The Valley Solar portfolio is a different story. Constructing 6,500 MW of new solar generation in the Central Valley will clearly require significant new transmission investment even after allocating the transmission now used by DCPP to the new portfolio…
The strong conclusion from the foregoing analysis is that it is clearly in the interest of California ratepayers to replace DCPP with a renewable portfolio in an orderly transition on a timetable that will enable ratepayers to benefit from the renewable tax credits that may expire in 2020. These renewable resources will be additive to the recently adopted policy of a 50% RPS by 2030. It is also in ratepayer interests to overhaul and expand current energy efficiency programs to bear part of the load caused by retirement of DCPP.

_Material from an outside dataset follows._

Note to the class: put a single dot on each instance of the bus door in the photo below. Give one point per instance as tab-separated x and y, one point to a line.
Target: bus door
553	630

We can confidently state that on a life cycle basis the investment in renewables and efficiency will, over time, provide consumers with lower cost electricity than DCPP, will be more reliable, and will eliminate the real financial and safety risks inherent in operating nuclear reactors that are 40 to 60 years old.
Our conclusion is based on our analysis that: (a) the base, conventional wisdom estimate of DCPP license extension period costs at more than $14B is roughly the same as the base, conventional wisdom procurement and operating costs of a robust range of renewable resources and incremental energy efficiency that embody the true meaning of “least cost/best fit.”; (b) there is a near certainty that the base costs for DCPP life extension are low by at least 10% and probably more to cover either unforeseen issues during the license extension period, or conditions attached to the license extension to deal with issues such as seismic retrofits and/or once through cooling mitigation measures; the need to close unit 1 by 2023 due to embrittlement; the need for new steam generators, etc., (c) there is strong evidence to believe that the renewable replacement portfolio can be procured for at least 10% less than the base estimate; (d) that the retirement of DCPP will reduce required spinning reserves and relieve the Helms pumped storage plant, which is worth in excess of $2B, for a higher duty of providing flexibility to the grid to accommodate ever increasing penetrations of zero variable cost, zero carbon emitting renewable resources onto California’s electric grid.
In addition, the DCPP costs are uncertain and subject to inflation. The renewable alternative costs are largely fixed. They have no fuel costs and little maintenance exposure. They are low risk inflation hedges and they eliminate the awesome enterprise level risks inherent in running nuclear reactors in a seimically active region.